Many residents of Hidalgo County, like Alberta Ramirez, were affected by last year’s flooding. She lives off Tower and Owassa Road near Edinburg.
She said it doesn’t take much for her property and the entire colonia she lives in to flood.
“The fire department came and rescued the families because water was getting inside the homes,” she said.
Ramirez is still making improvements to her yard in preparation for the next storm. However, she said she wants Hidalgo County to do the same.
Ramirez and some neighbors took their argument to several county commissioners. The county agreed and said changes are on the way.
Hidalgo County Drainage Director Raul Sesin said developers are only required to build neighborhoods that can handle a 10-year storm, a storm that has a 10 percent chance of happening every year.
He said the county plans to require developers build new systems that can handle a 25-year storm.
“A lot of the developers that have been doing development are aware of it and have implemented, in some cases, the 25-year detention. But the requirement currently is 10-year,” he said.

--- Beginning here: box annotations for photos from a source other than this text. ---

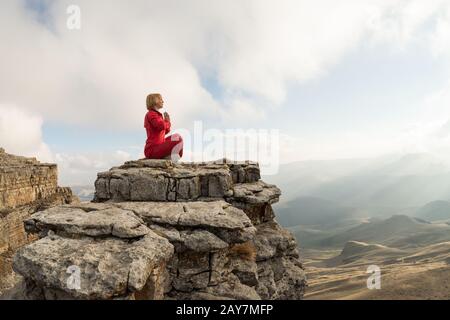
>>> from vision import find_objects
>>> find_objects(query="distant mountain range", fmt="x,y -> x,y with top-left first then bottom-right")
264,153 -> 450,208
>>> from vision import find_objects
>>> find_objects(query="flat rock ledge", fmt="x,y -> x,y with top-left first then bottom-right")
8,160 -> 306,300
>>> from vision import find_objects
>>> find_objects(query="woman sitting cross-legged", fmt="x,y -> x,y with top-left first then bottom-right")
144,94 -> 183,162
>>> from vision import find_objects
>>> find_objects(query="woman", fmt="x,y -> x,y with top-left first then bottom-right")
144,93 -> 183,161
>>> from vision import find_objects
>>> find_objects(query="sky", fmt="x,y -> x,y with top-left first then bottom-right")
0,0 -> 450,185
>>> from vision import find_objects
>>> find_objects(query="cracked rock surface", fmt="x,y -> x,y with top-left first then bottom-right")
8,160 -> 306,300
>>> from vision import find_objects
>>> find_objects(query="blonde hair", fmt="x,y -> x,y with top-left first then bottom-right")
147,93 -> 162,110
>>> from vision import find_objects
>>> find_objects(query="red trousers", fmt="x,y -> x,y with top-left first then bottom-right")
145,134 -> 183,159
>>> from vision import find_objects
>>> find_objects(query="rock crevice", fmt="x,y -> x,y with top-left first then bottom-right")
7,160 -> 306,299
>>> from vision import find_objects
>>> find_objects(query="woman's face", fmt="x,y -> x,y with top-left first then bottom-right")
155,97 -> 164,109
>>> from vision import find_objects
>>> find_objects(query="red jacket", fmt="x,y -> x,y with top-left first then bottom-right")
144,109 -> 171,152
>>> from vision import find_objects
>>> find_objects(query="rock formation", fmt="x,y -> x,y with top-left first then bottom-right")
0,149 -> 74,292
7,160 -> 306,299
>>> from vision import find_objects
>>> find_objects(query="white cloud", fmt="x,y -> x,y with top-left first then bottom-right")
0,104 -> 53,162
0,0 -> 450,129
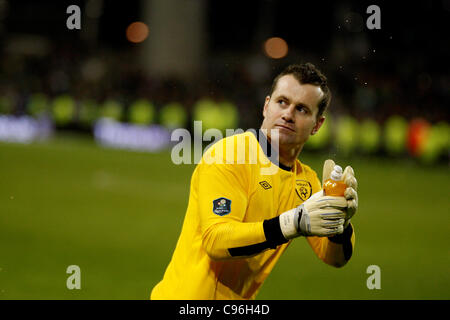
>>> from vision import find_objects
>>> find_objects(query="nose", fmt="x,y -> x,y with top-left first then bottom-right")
281,105 -> 295,123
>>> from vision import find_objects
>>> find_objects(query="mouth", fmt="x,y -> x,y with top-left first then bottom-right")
275,124 -> 295,132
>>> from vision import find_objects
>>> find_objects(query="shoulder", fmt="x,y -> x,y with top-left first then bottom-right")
202,131 -> 258,165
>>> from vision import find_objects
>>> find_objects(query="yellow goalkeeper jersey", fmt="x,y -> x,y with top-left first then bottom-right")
150,132 -> 354,300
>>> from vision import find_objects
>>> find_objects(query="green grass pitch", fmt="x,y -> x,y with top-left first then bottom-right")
0,136 -> 450,299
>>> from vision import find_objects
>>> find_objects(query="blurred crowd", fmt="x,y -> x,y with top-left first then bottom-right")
0,37 -> 450,129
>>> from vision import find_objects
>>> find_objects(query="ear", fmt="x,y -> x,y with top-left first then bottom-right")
263,96 -> 270,118
311,116 -> 325,135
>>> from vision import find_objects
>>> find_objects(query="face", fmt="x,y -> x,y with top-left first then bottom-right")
261,75 -> 325,149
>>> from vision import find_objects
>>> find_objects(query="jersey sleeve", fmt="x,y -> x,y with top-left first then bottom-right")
198,150 -> 287,259
306,173 -> 355,268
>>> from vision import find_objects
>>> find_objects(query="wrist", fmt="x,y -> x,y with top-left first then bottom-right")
279,207 -> 301,240
328,223 -> 353,244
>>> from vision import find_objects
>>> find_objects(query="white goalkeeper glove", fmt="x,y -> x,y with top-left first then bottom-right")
280,190 -> 347,240
322,159 -> 358,228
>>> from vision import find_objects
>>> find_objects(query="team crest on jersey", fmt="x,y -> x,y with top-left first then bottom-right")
295,180 -> 312,201
213,198 -> 231,216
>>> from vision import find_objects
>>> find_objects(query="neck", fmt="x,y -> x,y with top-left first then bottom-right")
279,146 -> 302,167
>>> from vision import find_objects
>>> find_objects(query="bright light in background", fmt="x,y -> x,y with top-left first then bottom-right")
126,22 -> 149,43
264,37 -> 288,59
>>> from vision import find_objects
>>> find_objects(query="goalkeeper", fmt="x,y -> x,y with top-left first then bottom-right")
151,63 -> 358,300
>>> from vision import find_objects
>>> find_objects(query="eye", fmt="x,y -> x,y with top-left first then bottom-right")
296,105 -> 308,113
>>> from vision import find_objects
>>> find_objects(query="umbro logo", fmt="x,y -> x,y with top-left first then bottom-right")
259,181 -> 272,190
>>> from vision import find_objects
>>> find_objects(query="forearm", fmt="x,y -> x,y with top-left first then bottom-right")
202,217 -> 287,260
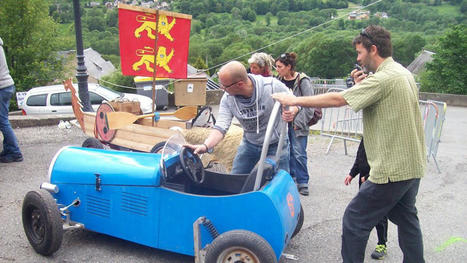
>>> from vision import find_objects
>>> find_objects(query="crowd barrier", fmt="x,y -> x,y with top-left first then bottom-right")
320,87 -> 363,155
420,100 -> 447,173
312,80 -> 447,172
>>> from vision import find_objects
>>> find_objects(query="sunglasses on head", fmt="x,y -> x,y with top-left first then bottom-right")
360,29 -> 375,43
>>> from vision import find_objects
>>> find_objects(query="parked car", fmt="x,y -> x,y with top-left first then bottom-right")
22,102 -> 304,263
22,83 -> 152,115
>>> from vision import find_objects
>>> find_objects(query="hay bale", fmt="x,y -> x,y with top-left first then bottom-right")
183,125 -> 243,172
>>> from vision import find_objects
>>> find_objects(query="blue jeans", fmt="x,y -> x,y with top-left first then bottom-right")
231,138 -> 289,174
0,85 -> 21,157
289,126 -> 310,187
341,179 -> 425,263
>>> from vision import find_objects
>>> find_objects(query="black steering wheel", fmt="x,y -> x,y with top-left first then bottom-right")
180,147 -> 204,184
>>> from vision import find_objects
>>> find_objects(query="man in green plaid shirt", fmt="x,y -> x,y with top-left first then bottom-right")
272,26 -> 426,263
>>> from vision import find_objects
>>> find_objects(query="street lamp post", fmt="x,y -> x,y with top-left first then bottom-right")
73,0 -> 93,112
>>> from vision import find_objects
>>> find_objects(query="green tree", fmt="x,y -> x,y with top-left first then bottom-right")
420,24 -> 467,95
0,0 -> 62,95
392,33 -> 426,66
296,32 -> 357,78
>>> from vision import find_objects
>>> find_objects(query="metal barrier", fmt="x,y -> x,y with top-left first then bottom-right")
420,100 -> 447,173
311,79 -> 347,95
311,79 -> 447,172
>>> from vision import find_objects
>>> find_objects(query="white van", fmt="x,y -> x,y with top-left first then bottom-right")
22,83 -> 152,115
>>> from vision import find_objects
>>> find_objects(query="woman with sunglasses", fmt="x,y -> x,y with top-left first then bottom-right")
248,52 -> 274,77
276,52 -> 314,195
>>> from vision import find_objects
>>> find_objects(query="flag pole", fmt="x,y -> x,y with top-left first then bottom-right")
152,9 -> 163,127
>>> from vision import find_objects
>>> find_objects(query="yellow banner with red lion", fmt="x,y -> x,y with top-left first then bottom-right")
118,4 -> 191,79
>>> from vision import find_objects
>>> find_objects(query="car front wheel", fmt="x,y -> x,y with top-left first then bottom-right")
205,230 -> 277,263
22,189 -> 63,256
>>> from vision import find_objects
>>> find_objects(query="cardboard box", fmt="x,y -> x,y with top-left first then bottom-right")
174,78 -> 208,106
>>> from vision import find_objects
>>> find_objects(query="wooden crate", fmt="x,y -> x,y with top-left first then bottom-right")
109,101 -> 142,115
174,78 -> 207,106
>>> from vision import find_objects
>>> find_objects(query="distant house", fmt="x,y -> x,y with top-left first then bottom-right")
407,50 -> 435,75
84,48 -> 115,82
89,2 -> 101,7
348,10 -> 370,20
375,12 -> 389,19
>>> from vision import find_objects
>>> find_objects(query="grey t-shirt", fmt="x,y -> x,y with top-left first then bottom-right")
214,74 -> 288,145
0,38 -> 15,89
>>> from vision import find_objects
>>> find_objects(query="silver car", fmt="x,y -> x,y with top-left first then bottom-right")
22,83 -> 152,115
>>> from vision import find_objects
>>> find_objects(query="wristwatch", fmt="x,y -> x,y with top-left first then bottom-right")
203,143 -> 214,153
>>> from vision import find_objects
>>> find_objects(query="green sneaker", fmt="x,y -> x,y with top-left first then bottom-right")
371,245 -> 387,259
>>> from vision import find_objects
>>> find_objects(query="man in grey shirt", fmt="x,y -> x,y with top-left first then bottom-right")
191,61 -> 298,174
0,38 -> 23,163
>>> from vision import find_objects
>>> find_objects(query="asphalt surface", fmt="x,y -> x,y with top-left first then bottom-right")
0,106 -> 467,263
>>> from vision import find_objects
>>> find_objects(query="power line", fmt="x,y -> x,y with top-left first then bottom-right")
99,0 -> 383,90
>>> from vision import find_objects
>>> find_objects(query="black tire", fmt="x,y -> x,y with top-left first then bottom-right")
81,137 -> 104,149
150,141 -> 166,153
205,230 -> 277,263
292,204 -> 305,238
22,189 -> 63,256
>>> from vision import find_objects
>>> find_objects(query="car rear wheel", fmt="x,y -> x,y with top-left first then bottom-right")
22,189 -> 63,256
206,230 -> 277,263
81,137 -> 104,149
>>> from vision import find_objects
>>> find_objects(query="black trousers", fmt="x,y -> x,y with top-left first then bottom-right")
341,179 -> 425,263
358,173 -> 388,248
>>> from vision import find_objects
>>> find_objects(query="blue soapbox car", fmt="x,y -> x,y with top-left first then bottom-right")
22,103 -> 304,263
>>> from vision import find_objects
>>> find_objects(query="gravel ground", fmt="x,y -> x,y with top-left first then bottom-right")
0,107 -> 467,263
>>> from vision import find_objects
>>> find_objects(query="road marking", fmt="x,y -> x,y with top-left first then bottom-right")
435,237 -> 467,252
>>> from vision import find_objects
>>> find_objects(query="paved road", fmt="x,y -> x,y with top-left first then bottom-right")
0,107 -> 467,263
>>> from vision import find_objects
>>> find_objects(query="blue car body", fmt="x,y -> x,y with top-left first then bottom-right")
49,147 -> 301,260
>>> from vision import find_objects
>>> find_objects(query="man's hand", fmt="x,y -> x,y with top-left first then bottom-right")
344,174 -> 353,185
282,106 -> 298,122
350,69 -> 368,84
271,92 -> 297,106
183,144 -> 208,154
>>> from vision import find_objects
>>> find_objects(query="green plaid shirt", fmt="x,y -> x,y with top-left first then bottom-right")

Sesin said the change will mean more water-holding areas and more storm sewer systems. He said the process to fix the entire county will take a long time.
“Definitely, we can get there. We need to work on our main system as well to accommodate those waters,” he said.
Ramirez insisted flooding is an inconvenience that can lead to health problems.
“When there’s standing water, we have a lot of mosquitoes. And today with the Zika problem, we worry more,” she said.
Sesin said the county has a drainage advisory board made up of people from across the county. He said the commissioners will likely add people from Hidalgo County colonias to help address the drainage problems in their area.
Hidalgo County is working on several drainage projects in response to the 2015 flooding. The May and July storm was what the county calls a 100-year flood.
Sesin said the system just can’t handle that much water. A 100-year flood means there’s a one percent chance of that kind of event happening any giver year, according to the U.S. Geological Survey.
To compare, last year’s flooding in Louisiana’s was a 1,000-year storm.